Андре передал пистолет подобострастному прислужнику, который выдал ему расписку и положил его вместе со многими другими.
– Никому не разрешено носить оружие внутри ограды – это правило соблюдается во всех Ёсиварах, даже самураи должны расстаться со своими мечами. On y va![17]
Перед ними по обе стороны широкой центральной улицы и отходивших от нее узких боковых стояли ряды аккуратных маленьких домиков, многие из которых представляли собой просто закусочные и крошечные бары, где можно было поесть или выпить; все дома были деревянными, с верандами и раздвижными панелями-сёдзи, затянутыми промасленной бумагой, все были подняты над землей на низких столбиках. Всюду яркие краски и россыпи живых цветов, шум и смех и множество фонарей, свеч, масляных ламп.
– Угроза пожара здесь огромна, Филип. Вся Ёсивара сгорела дотла уже в первый год, но через какую-то неделю жизнь тут опять била ключом.

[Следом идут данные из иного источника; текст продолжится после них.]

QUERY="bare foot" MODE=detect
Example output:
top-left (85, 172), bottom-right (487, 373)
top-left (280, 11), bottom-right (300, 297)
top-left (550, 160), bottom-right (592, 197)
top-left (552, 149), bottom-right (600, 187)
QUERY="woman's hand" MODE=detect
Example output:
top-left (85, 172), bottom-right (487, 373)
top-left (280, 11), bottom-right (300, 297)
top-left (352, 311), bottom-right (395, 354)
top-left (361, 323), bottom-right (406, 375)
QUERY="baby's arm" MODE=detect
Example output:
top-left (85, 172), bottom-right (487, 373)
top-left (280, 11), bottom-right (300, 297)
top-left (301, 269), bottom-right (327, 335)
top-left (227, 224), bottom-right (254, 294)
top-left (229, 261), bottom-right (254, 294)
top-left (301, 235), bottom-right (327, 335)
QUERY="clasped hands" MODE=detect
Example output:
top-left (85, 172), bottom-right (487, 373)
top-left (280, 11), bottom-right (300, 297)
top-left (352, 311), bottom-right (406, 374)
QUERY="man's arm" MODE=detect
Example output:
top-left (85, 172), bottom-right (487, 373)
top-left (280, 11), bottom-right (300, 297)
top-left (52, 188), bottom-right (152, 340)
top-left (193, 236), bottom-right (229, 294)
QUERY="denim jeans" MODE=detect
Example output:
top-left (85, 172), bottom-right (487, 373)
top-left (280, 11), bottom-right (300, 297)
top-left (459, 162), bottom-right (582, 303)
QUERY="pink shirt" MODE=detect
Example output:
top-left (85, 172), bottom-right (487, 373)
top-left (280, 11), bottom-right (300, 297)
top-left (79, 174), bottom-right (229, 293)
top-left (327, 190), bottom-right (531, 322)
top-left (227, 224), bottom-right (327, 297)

На каждом из домов был начертан свой знак. Некоторые имели открытые двери и отодвигавшиеся в сторону окна-сёдзи. В этих окнах сидело и стояло много девушек, одетых богато или скромно в кимоно самого различного качества, в зависимости от престижности заведения. Другие девушки прогуливались, некоторые с цветными зонтиками, некоторые в сопровождении служанок, не обращая особого, а то и вовсе никакого внимания на пяливших глаза мужчин. В толпе сновали торговцы самым разным товаром и множество девушек-зазывал, громко превозносивших достоинства своих домов на лаконичном гортанном пиджине, каждая на свой лад, однако все перекрывала веселая, возбужденная болтовня и разговоры будущих клиентов, многих из которых узнавали в лицо, многие из которых уже имели здесь свои излюбленные места. Японцев не было, кроме стражников, слуг, носильщиков и массажистов.